Temporary solution: store oil in the oil sands reservoirs till pricing, takeaway options improve
“When Canadian heavy oil is selling at a wide discount to West Texas Intermediate due to transportation bottlenecks, we have significant capacity to store barrels in our oil sands reservoirs to be produced and sold at a later date when pipeline capacity improves and differentials narrow,” said President and CEO Alex Pourbaix.
“As a prudent response to the current transportation and pricing environment, we’ve been operating our Christina Lake and Foster Creek facilities at reduced production levels since February while continuing to inject steam at normal rates.”
According to the company, this strategy may result in fluctuating production from month to month, but Cenovus still expects full-year oil sands volumes for 2018 to be within the company’s guidance range of 364,000 to 382,000 barrels per day. Additionally, Cenovus anticipates first quarter oil sands production of between 350,000 and 360,000 barrels per day.

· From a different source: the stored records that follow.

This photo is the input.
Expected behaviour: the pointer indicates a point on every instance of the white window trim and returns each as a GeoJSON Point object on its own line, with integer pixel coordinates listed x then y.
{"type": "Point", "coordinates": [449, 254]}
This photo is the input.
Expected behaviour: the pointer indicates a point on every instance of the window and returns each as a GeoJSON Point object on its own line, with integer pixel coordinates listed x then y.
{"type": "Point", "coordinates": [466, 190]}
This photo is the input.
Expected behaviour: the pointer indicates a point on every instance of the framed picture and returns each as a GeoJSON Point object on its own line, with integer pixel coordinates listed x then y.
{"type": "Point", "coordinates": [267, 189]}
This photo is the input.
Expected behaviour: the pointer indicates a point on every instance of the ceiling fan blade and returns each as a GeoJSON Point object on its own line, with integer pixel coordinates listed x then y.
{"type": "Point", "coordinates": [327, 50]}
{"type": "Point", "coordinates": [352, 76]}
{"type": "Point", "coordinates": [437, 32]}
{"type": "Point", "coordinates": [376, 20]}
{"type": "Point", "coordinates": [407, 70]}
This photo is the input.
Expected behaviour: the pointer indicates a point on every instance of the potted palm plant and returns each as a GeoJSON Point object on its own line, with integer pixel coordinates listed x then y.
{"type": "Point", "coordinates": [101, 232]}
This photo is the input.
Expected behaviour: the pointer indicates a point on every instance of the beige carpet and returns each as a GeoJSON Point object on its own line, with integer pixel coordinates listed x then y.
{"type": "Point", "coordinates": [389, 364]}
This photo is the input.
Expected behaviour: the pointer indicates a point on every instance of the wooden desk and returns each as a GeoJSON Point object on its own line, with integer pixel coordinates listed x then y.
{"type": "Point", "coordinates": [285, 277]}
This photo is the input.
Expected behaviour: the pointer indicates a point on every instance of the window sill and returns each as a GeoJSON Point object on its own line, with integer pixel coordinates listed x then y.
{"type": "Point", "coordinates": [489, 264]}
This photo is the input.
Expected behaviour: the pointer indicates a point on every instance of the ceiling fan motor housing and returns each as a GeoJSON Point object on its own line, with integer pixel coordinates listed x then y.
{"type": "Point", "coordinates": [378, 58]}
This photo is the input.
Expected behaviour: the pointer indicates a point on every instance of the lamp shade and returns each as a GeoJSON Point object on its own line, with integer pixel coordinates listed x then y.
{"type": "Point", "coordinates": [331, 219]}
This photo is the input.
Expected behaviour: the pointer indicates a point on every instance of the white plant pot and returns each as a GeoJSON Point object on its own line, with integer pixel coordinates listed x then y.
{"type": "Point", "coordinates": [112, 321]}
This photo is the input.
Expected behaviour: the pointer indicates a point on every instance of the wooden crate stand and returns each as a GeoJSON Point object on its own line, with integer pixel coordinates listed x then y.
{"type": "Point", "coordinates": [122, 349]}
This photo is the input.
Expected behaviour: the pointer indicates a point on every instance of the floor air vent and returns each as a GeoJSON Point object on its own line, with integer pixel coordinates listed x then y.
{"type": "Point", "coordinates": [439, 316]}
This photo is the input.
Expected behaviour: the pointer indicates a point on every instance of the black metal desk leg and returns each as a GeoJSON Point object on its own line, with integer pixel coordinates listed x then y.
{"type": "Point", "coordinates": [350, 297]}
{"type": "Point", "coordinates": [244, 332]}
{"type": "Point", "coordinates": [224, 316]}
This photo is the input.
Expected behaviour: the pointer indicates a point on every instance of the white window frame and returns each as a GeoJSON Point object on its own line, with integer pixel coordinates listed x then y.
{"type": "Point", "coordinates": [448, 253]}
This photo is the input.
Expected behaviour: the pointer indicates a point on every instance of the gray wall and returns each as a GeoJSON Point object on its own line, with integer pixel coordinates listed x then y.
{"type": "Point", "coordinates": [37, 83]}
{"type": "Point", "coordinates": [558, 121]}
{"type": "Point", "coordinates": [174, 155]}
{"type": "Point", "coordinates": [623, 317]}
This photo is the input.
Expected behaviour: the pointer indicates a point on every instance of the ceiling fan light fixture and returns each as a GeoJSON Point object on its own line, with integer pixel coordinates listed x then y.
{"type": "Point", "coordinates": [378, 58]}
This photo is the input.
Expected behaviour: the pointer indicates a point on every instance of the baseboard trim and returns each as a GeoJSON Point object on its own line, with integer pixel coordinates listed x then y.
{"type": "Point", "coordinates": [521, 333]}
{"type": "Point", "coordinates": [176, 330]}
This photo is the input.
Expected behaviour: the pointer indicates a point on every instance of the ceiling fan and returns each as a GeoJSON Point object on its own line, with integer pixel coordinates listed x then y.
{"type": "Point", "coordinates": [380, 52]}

“We’re taking steps to respond to a critical shortage of export pipeline capacity in Western Canada that is beyond our control and is having a negative impact on our industry and the broader Canadian economy,” said Pourbaix. “These transportation challenges faced by our industry clearly demonstrate the urgent need for approved pipeline projects in Canada to proceed as soon as possible.”
Instead of scheduling maintenance later, maybe now is the time?
Cenovus is evaluating opportunities to optimize the scheduling of maintenance at its oil sands facilities to mitigate the impact of pipeline constraints and discounted heavy oil pricing.
The company is also in ongoing discussions with rail providers to resolve a shortage of locomotive hauling capacity that is preventing Cenovus from fully realizing the benefits of its Bruderheim crude-by-rail facility.
Cenovus expects its first quarter results will be impacted by planned maintenance activity currently underway at the company’s two U.S. refineries jointly owned with Phillips 66, which operates the facilities.